Soluble or miscible phase displacement techniques comprise a form of enhanced recovery in which there is introduced into the reservoir through an injection well a fluid or fluids which are soluble in or miscible with the reservoir oil and serve to displace the oil from the pores of the reservoir and drive it to a production well. The soluble or miscible fluid is introduced into the injection well at a sufficiently high pressure that the body of fluid may be driven through the reservoir where it collects and drives the reservoir oil to the production well.
The process of miscible flooding is extremely effective in stripping and displacing the reservoir oil from the reservoir through which the solvent flows. This effectiveness is derived from the fact that a two-phase system within the reservoir and between the solvent and the reservoir oil is eliminated at the conditions of temperature and pressure of the reservoir, thereby eliminating the retentive forces of capillarity and interfacial tension which are significant factors in reducing the recovery efficiency of oil in conventional flooding operations where the displacing agent and the reservoir oil exist as two phases in the reservoir.
More recently, carbon dioxide has been used successfully as a miscible oil recovery agent. Carbon dioxide is a particularly desirable material because it is highly soluble in oil, and dissolution of carbon dioxide in oil causes a reduction in the viscosity of the oil and increases the volume of oil, all of which improve the recovery efficiency of the process. Carbon dioxide is sometimes employed under non-miscible conditions, and in certain reservoirs it is possible to achieve a condition of miscibility at reservoir temperature and pressure between essentially pure carbon dioxide and the oil.
The use of carbon dioxide as a recovery agent by means of a conditional miscible flooding process, where the carbon dioxide miscibly displaces the reservoir oil is described in U.S. Pat. No. 3,811,502 to Burnett.
Other solubility or miscibility agents include nitrogen or light hydrocarbons and mixtures thereof, such as paraffins in the C.sub.2 to C.sub.6 range, and, in particular, liquid petroleum gas. Recent experience in oil recovery has made carbon dioxide an attractive fluid solubility or miscibility agent since it is more effective at lower pressures and it alleviates the need for natural gas and hydrocarbon solvents, both of which are in high demand.
Gaseous solubility or miscibility agents are also attractive if they are readily adapted to a continuous enhanced oil recovery system in which the injection of fluids into the injection well(s) and production of fluids from the production well(s) can be carried out without shutting in the production well(s) to allow pressure build-up or shutting in the injection well(s) to allow pressure draw-down at the production well(s). In most cases, high pressure is required to achieve miscibility, which, in the case of carbon dioxide, can be about 1000 to 4000 psig to effect direct miscibility with many oil systems. Due to the low viscosity of gas, however, gas injection systems experience early breakthrough and due to reservoir permeability stratification they may have poor injection profiles, resulting in reduced recovery efficiency. One method which has been tried to improve these systems is by alternating injection of water and gas.
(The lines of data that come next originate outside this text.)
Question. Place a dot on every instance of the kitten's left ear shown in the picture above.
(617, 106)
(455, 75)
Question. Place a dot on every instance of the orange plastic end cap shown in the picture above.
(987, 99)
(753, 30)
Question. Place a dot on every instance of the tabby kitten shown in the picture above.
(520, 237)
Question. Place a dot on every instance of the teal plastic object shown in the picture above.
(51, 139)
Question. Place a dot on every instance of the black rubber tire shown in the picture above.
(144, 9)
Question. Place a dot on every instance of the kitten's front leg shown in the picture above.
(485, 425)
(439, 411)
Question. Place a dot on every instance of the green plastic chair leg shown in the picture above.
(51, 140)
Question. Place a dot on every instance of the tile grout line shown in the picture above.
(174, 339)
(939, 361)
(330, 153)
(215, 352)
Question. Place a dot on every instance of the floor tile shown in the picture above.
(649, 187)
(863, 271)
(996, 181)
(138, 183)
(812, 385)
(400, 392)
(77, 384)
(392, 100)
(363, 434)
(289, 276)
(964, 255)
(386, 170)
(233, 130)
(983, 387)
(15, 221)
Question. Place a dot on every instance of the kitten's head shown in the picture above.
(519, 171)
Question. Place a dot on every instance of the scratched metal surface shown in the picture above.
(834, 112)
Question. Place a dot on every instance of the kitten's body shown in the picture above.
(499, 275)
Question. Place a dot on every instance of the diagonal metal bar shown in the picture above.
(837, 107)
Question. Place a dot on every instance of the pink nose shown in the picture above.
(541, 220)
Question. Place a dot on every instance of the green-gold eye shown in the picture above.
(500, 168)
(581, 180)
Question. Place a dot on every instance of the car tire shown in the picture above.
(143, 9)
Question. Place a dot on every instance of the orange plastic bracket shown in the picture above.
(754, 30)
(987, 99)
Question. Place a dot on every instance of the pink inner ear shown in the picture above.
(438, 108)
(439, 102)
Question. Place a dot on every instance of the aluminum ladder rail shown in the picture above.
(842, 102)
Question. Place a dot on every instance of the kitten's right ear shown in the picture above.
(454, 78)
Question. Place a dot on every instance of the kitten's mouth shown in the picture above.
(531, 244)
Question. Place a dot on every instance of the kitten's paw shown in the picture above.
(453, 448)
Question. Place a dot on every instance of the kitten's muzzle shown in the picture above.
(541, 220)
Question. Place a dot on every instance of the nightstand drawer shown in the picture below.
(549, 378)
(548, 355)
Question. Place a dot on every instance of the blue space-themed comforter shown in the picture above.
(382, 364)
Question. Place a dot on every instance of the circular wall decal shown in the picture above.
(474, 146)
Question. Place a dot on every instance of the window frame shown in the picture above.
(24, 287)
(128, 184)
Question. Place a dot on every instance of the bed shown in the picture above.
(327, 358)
In alternating injection of water and gas, the injected water preferentially invades zones previously swept by gas. Ideally, subsequent gas injections are diverted by water to zones not previously swept by the gas. However, since gas has a higher mobility than water, gas fingering occurs by which injected gas is not completely controlled to enter only the zones not previously gas-swept.
Furthermore, since the water is still mobile, and since in regions from which the oil has been removed the permeability to water may be increased, the water-to-oil production ratios may also be ultimately increased.
Surfactants can be included in the water to produce a gas foam to reduce gas mobility and lessen fingering but the problem of water mobility remains. Thickners can be added to the water to reduce water mobility but this increases the ratio of the mobility of the gas in relation to the water and can in fact make fingering worse
It is an object of the present invention to provide improved enhanced oil recovery using soluble or miscible fluids for recovery of oil deposits from mature oil reservoirs, which, among other things, overcomes some of the problems set forth above.